This is a big problem that many people are still trying to figure out, because there is a lot of junk out in space, and it is incredibly dangerous.
As of September 2012, we are currently monitoring 21,000 individual pieces of stuff orbiting the planet which are larger than about 2 inches. Anything this size which is going fast enough to stay in orbit poses a significant threat to satellites, spacecraft, and space stations. The ISS will regularly maneuver out of the way of space junk if we see it coming soon enough. If there isn’t enough time to move the whole ISS, then the crew members of the ISS have to take shelter in one of the Soyuz capsules which are attached to the ISS in case an emergency evacuation is needed.
The two inch limit on tracking isn’t an indication that there aren’t any pieces smaller than that, or that we don’t have to worry about the little ones; we simply can’t spot them from the ground. We fully expect there to be around 100 million more objects out there in the < 0.5 inch category. Even paint chips at orbital speeds can cause significant damage to a spacecraft. A few of the space shuttle missions had paint flakes impact the windshield of the craft, which is an unsettling sight to say the least.

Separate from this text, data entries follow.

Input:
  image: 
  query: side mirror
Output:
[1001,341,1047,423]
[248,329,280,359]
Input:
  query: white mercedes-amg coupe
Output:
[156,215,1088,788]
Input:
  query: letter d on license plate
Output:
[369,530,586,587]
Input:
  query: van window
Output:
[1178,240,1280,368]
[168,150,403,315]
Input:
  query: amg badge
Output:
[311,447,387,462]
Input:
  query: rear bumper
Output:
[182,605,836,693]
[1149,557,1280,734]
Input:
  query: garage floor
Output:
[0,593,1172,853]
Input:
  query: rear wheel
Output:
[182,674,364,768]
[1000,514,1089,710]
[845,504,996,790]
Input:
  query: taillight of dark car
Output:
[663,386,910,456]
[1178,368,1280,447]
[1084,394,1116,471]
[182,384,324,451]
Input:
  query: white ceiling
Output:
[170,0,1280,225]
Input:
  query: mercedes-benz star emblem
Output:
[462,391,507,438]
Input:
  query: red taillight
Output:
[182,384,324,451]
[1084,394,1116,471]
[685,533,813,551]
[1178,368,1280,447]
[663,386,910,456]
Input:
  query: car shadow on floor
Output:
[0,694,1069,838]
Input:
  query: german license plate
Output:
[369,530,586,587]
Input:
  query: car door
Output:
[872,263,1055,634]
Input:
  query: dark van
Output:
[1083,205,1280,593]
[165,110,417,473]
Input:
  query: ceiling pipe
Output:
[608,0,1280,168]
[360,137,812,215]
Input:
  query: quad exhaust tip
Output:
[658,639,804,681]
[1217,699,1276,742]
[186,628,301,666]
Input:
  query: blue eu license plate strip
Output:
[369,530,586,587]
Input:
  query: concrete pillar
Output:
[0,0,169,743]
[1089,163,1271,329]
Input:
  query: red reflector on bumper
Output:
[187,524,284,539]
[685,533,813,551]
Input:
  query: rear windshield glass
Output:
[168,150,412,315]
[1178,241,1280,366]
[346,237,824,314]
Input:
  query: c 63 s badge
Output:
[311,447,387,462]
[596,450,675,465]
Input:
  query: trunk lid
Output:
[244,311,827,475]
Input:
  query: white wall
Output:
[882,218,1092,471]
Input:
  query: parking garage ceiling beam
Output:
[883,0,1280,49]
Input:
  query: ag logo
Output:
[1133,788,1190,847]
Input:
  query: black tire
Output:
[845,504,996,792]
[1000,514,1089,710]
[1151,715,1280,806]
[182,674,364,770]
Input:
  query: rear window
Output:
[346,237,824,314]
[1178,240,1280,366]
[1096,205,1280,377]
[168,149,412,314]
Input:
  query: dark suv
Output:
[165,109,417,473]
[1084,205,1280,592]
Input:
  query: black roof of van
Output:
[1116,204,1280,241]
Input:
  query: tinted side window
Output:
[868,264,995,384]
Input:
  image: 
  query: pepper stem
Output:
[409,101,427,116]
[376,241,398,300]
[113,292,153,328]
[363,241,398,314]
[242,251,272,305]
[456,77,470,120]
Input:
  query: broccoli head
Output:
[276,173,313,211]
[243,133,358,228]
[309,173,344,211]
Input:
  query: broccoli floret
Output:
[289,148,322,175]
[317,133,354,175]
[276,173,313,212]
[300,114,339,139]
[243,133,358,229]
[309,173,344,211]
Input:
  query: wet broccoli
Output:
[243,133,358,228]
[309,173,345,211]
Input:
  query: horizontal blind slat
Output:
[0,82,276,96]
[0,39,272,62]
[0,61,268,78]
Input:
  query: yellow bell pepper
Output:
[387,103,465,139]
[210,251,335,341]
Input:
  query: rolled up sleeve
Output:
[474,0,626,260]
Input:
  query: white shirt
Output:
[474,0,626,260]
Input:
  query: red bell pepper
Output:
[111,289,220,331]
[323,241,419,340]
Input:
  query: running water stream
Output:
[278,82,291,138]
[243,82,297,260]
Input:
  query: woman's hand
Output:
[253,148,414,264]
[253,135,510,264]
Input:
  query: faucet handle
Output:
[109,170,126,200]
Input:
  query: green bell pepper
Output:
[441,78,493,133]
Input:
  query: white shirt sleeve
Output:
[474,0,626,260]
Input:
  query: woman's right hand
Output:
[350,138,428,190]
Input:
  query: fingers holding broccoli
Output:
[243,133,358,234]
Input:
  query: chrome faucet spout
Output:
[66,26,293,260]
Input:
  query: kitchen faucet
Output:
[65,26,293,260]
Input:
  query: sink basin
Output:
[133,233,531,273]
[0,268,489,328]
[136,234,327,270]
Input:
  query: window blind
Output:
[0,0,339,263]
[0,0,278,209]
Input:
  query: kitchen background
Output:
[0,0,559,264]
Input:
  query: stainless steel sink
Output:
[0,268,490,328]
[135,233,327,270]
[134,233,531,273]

I can tell you the worst way to clean up a dead satellite, which unfortunately happened in 2007; the Chinese military decided to test their anti-satellite technology on one of their dead weather satellites. This test successfully exploded the dead satellite, and created over two thousand new pieces of space debris, which, at the time, increased our space junk tally by 25%. (We had another spike in the space debris population after a dead, but intact, Russian spacecraft managed to collide with a not-dead privately owned satellite – that produced another 2000+ large pieces of debris.)

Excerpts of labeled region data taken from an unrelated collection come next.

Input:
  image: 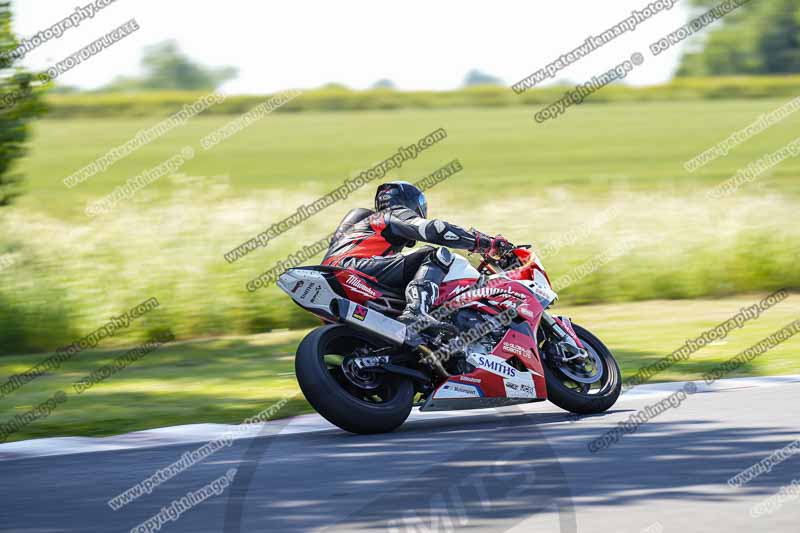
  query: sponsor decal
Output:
[434,381,483,398]
[300,283,316,300]
[517,305,533,320]
[353,305,367,322]
[503,374,536,398]
[503,342,531,359]
[311,285,322,304]
[478,355,517,378]
[345,274,378,298]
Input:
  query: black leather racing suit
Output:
[322,206,486,319]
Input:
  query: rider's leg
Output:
[398,248,453,324]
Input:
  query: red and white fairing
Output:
[421,256,555,411]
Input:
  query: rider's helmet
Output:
[375,181,428,218]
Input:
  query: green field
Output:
[0,293,800,441]
[0,97,800,353]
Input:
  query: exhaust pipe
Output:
[331,298,406,346]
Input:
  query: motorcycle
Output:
[277,245,622,434]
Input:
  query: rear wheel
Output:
[543,324,622,415]
[295,325,414,433]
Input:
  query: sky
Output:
[12,0,700,94]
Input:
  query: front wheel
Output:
[542,324,622,415]
[295,325,414,434]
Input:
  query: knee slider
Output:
[431,248,455,270]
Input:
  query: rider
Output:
[322,181,514,330]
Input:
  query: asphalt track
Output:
[0,377,800,533]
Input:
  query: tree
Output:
[372,78,397,89]
[464,69,503,87]
[103,41,238,91]
[0,1,44,206]
[678,0,800,76]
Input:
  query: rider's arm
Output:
[386,207,506,252]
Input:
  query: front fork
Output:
[542,311,589,363]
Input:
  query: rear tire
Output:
[542,324,622,415]
[295,324,414,434]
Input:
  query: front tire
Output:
[295,324,414,434]
[542,323,622,415]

There have been a few suggestions on how to get the stuff that’s already up there down; some options are more passive than others; the space station Mir ran an experiment in 1996 where they attached pieces of gel onto the outside of the space station to see what kinds of microscopic space junk they could catch. (As an entertaining side note, this was part of the Mir Environmental Effects Package, or MEEP. This is definitely funnier now than it was in 1996.) They found a lot of liquid droplets, soap, and tiny paint fragments, along with pieces of broken spacecraft, and tiny electronic fragments. This was instructive, but not particularly effective for cleaning out the reservoir of stuff surrounding our planet.
The best method to date to keep the skies clear is to make sure that when you put a spacecraft up in space, it comes with a way to come down again. Usually this means that the craft should have a way to intentionally slow itself down enough to re-enter the atmosphere, which will allow most of the small pieces to burn away in the atmosphere due to the heat of re-entry. Large pieces may make it down to the surface, which is why the ‘intentional’ part of slowing down is important. Generally we like to dump the large pieces in the Pacific Ocean, since there aren’t any dense population centers in the middle of the ocean. If a spacecraft falls back to earth after it is 100% dead and unable to be controlled, then there’s no way to modify where it winds up falling, and it might come down on your favorite city. The standard way to slow yourself down is with a rocket, but there have been proposals to do this with a solar sail type contraption; at the end of the craft’s life, it could unroll the sail, which would then help to slow down the craft so it could fall back to Earth more quickly.
But those are only options for spacecraft which haven’t yet been launched, or have thought ahead more than most, and it doesn’t help get rid of the dead satellites we can’t communicate with, or any of the broken pieces of satellite shrapnel. For those, the only option is to send up some kind of clean-up satellite which can help slow down all the miscellaneous pieces. Again, there have been many proposals; the most plausible involve grabbing onto dead spacecraft somehow (perhaps with a net), and then de-orbiting as a pair (like e.Deorbit).
Unfortunately, we can’t just go up and push every dead satellite down to Earth; not only is this impractical in the extreme, all of the privately owned satellites are still privately owned regardless of whether or not they still work, and burning them up in the atmosphere would be burning someone else’s property, even if it doesn’t work anymore. For now, until some of these cleaner satellites can get up there and start pulling down some of the pieces, our main goal with space debris is simply to not produce any more than we already have.